Per sua fortuna c’è la City di Londra, massimo centro finanziario mondiale, che funziona da spugna per i capitali esteri. Il mondo è pieno di investitori pronto ad acquistare attività in Gran Bretagna. Il conto capitale ha fin qui riequilibrato il deficit corrente senza bisogno di fare ricorso a politiche di stabilizzazione.
Il problema è che i capitali vanno là dove i loro signori e padroni si aspettano una remunerazione. I principali trasferimenti di capitale sono gli acquisti di titoli di Stato, di obbligazioni e di azioni. Ma il fatto è che rendimenti oggi sono tutti a rischio, in primo luogo a causa del deterioramento del cambio della sterlina.
Gli investitori che scrivono i loro bilanci in dollari, euro o yen hanno già subito dal voto sulla Brexit in poi una perdita del 10% almeno sui loro averi denominati in sterline.
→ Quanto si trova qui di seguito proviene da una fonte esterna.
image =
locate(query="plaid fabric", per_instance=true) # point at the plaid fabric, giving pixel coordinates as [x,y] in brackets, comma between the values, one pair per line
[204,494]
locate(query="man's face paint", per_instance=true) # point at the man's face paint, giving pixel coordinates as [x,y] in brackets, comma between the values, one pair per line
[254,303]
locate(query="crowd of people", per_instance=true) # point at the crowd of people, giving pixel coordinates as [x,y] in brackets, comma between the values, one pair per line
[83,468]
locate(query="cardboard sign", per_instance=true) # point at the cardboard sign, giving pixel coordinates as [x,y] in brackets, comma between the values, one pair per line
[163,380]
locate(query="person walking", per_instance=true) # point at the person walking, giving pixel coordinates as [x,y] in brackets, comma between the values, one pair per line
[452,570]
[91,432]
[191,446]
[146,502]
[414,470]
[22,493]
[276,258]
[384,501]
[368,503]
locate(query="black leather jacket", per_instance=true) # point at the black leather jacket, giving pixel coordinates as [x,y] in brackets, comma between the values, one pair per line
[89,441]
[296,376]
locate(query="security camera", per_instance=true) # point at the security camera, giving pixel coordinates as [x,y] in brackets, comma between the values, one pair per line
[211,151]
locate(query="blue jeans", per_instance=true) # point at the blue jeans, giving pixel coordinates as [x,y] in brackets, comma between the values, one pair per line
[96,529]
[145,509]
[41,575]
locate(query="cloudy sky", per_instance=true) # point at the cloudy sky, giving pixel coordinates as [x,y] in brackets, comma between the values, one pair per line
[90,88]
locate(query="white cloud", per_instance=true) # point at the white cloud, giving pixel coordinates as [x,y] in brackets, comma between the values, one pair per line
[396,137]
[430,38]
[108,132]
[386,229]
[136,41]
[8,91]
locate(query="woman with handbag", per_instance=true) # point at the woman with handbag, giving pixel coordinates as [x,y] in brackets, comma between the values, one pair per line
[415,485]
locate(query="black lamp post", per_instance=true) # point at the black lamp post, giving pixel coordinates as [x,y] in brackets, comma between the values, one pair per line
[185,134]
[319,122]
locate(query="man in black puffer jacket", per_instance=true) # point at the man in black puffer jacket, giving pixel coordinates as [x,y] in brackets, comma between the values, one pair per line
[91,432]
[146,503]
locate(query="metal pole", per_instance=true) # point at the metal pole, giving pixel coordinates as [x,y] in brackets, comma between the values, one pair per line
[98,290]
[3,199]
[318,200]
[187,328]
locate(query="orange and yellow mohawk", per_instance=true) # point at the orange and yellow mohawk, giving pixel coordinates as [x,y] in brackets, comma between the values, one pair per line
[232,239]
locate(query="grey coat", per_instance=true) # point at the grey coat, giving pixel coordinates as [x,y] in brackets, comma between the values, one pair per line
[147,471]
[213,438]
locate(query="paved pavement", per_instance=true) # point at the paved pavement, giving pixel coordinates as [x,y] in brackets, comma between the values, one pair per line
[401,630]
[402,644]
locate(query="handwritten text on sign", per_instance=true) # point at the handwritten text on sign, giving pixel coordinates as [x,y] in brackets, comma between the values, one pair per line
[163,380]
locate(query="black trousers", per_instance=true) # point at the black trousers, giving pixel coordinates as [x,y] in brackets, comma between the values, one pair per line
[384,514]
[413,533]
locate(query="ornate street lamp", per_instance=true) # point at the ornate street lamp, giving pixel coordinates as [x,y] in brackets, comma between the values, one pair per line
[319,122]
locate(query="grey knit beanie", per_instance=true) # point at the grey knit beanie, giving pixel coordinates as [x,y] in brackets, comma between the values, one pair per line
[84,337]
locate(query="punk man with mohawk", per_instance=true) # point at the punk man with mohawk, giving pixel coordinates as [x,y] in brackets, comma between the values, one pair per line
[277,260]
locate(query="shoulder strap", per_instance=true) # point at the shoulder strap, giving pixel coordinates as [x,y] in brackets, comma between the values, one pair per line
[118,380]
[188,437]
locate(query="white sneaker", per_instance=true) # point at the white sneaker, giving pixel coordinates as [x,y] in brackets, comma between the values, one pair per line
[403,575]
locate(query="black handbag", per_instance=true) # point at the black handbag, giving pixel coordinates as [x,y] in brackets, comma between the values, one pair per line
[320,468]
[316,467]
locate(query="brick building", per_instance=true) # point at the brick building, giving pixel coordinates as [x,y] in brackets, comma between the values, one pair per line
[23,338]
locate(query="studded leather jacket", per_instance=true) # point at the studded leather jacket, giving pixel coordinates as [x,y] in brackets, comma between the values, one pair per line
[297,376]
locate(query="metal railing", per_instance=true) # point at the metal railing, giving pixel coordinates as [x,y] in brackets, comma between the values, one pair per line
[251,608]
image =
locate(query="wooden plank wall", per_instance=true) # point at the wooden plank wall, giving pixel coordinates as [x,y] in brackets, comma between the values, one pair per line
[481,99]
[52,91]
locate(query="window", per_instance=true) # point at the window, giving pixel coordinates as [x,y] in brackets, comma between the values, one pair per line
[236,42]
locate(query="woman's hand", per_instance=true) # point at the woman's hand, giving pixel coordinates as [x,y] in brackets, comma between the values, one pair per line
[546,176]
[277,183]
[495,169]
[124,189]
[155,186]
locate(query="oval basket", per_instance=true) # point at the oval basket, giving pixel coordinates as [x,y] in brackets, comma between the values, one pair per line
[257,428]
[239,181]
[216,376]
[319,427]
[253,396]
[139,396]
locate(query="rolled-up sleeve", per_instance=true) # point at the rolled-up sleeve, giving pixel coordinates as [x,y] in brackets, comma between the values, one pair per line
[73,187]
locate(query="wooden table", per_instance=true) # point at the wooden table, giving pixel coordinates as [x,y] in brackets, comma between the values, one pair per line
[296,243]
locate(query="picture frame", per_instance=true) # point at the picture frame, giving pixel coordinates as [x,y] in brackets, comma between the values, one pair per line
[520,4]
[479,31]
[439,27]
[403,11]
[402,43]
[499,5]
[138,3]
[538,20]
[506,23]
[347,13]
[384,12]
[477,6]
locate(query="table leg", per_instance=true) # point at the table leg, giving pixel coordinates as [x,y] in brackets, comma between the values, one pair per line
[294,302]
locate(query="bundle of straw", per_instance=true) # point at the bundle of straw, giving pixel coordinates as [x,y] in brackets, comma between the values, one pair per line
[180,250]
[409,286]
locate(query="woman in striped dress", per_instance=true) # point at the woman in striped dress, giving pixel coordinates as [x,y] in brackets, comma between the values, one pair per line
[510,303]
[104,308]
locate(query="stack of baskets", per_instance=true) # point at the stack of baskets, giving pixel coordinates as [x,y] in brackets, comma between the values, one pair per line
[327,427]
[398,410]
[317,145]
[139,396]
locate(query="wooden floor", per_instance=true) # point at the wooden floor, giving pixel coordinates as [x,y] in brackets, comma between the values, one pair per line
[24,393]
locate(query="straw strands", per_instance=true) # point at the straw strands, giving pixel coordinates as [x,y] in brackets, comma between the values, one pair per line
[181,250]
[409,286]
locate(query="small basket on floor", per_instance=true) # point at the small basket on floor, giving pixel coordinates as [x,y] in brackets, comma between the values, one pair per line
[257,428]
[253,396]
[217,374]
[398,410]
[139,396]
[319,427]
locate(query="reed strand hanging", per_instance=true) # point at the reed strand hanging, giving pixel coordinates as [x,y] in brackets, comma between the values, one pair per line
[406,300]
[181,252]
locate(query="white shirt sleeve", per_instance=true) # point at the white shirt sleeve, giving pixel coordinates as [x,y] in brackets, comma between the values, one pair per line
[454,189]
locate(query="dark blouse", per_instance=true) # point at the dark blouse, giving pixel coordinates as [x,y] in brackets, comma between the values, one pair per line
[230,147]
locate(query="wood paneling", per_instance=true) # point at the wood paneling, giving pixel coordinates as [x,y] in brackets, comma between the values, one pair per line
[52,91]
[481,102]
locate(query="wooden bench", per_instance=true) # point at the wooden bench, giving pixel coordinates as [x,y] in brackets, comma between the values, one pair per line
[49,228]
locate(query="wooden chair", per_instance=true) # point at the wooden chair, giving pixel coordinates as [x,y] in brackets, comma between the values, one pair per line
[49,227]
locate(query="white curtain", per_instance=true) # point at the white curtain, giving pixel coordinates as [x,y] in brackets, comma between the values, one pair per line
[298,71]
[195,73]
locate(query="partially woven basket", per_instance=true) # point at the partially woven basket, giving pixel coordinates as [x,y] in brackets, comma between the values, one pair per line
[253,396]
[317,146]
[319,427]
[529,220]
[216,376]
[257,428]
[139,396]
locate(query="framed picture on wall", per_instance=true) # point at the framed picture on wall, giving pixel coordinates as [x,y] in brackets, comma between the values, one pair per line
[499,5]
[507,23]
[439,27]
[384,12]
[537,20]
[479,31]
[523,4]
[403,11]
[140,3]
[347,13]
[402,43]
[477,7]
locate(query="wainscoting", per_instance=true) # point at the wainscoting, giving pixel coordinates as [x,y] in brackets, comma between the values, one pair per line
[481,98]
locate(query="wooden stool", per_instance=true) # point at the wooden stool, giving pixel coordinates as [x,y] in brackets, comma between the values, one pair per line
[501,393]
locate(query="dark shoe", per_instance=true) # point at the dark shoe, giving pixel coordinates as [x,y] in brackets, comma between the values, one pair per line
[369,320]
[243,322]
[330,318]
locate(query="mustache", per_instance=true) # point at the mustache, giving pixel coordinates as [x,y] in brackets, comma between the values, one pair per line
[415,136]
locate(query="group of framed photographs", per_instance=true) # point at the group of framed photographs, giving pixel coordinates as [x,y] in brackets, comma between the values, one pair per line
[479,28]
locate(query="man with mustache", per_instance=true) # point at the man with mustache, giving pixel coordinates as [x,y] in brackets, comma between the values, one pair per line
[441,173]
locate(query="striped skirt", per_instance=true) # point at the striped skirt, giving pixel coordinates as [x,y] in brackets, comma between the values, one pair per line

Adesso se ne profila un’altra, imprecisata nella sua entità ma ormai sicura. In più le cedole calano e gli utili d’impresa sono a rischio per la fase di stanca dell’economia.
Quanto ci vorrà prima che gli investitori esteri mostrino segni di stanchezza? Non molto, temo. Senza notizie di segno opposto, presto chiederanno rendimenti più alti. Se li otterranno, gli investimenti interni arretreranno, perché bisognerà pagare di più i finanziamenti. Se non li avranno, la Gran Bretagna dovrà imboccare la via della stabilizzazione, scoraggiare la domanda interna per riequilibrare i conti con l’estero, In un caso e nell’altro, l’economia entrerà in una recessione che si autoalimenterà.